Twitter's in something of a difficult spot on the data front, at least from a monetization perspective. While other providers like LinkedIn and Facebook have worked to keep their data walled in and private in order to increase the value of their ad offerings and targeting, Twitter's information is, by design, largely public. This makes it very difficult for Twitter to generate significant revenue from their data offerings, as tools like Topsy provide users ways to access tweet insights without having to pay Twitter for them - in fact, as noted by Social Media Today CEO Robin Fray Carey recently, the entire social listening industry has been built largely on the back of Twitter data, without the respective amount of revenue going back to Twitter.
The decision to remove share counts seemed like a step towards clawing back some of that data control, and the closure of Topsy will also work in Twitter's favor on this front. Now that you can't access that same level of insight from a free provider, you'll be forced to use one of the paid options, be it BuzzSumo, NewsWhip (which announced their 'Topsy alternative' in a blog post today) or - you guessed it - Gnip.
In the coming months, I suspect we'll see Gnip roll out some new options for more cost-effective analytics and data access to better compete with other providers - Gnip, reportedly, can cost up to $3k per month, putting it well out of reach for many users. Alternatively, maybe Gnip won't offer a cheaper option, but they'll be able to boost their data revenue by charging other third party providers for access, something those organizations had traditionally been able to bring in free of charge. Maybe Twitter's plan isn't to get everyday users to pay them direct, but to start charging those third party providers in order to ensure they're taking a cut from any such data use.
Either way, the closure of Topsy only contributes further to this, and further assists Twitter in monetizing and charging for their data - which is probably great for Twitter, but not so good for everyday users who'd long been able to access such info for free.
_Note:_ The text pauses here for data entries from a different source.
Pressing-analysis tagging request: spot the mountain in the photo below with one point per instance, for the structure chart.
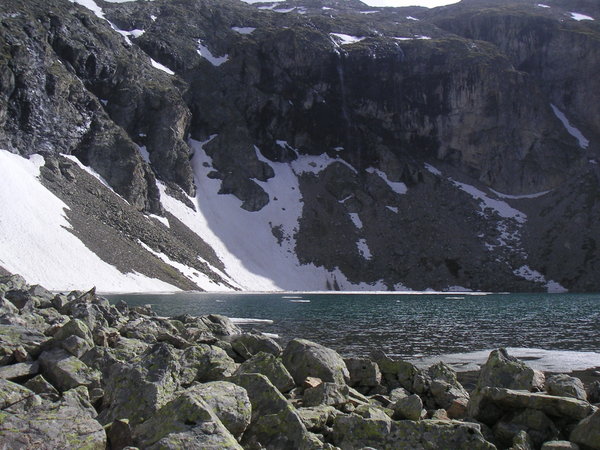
(300, 145)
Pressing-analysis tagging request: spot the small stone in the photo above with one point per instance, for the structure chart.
(559, 445)
(307, 359)
(311, 382)
(565, 386)
(19, 370)
(119, 434)
(410, 408)
(587, 432)
(326, 394)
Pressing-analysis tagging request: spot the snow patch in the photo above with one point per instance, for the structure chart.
(162, 220)
(356, 220)
(415, 37)
(522, 196)
(396, 186)
(200, 279)
(529, 274)
(243, 30)
(583, 142)
(579, 17)
(159, 66)
(344, 39)
(206, 54)
(36, 241)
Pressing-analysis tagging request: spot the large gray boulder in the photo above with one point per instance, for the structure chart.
(326, 394)
(275, 422)
(307, 359)
(248, 344)
(65, 371)
(499, 400)
(137, 389)
(565, 386)
(184, 422)
(363, 372)
(587, 432)
(68, 423)
(270, 366)
(228, 401)
(504, 371)
(205, 363)
(410, 408)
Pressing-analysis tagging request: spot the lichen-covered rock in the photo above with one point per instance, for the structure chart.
(19, 370)
(410, 408)
(137, 389)
(326, 394)
(356, 431)
(204, 363)
(559, 445)
(275, 423)
(397, 373)
(535, 423)
(184, 422)
(228, 401)
(248, 344)
(13, 337)
(316, 418)
(499, 399)
(307, 359)
(363, 372)
(565, 386)
(270, 366)
(65, 371)
(587, 432)
(68, 423)
(504, 371)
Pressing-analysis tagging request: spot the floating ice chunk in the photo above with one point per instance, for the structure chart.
(579, 17)
(396, 186)
(243, 30)
(583, 142)
(345, 39)
(206, 54)
(159, 66)
(363, 249)
(356, 220)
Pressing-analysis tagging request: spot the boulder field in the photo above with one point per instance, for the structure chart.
(79, 372)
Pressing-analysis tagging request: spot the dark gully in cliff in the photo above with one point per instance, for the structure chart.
(301, 144)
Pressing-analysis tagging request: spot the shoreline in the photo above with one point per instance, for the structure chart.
(115, 376)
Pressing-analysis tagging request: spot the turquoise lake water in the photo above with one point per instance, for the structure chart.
(408, 326)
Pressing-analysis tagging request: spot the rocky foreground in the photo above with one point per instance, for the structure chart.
(77, 372)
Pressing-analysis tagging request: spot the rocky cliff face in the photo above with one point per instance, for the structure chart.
(327, 144)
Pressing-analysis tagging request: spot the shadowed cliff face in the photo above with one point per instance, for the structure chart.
(450, 103)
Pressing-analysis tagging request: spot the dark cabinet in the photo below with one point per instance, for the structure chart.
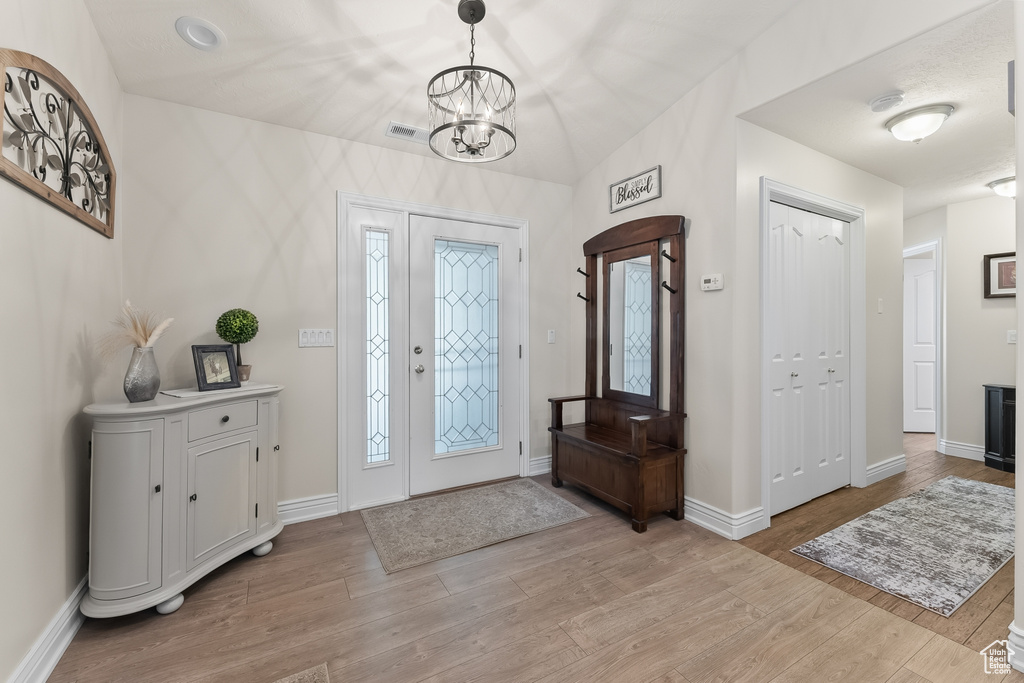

Eventually, all platforms are moving more towards pay-to-play models, so it's no real surprise, and if Twitter comes out with some improved, and affordable, data options and ways to access the full firehose of tweets for analysis, then maybe, in the long run, this will be a good thing. But Topsy's demise will be felt. It's a significant loss in the wider social landscape.
Farewell Topsy - and thanks to the engineers and developers who worked on the product, it will be missed.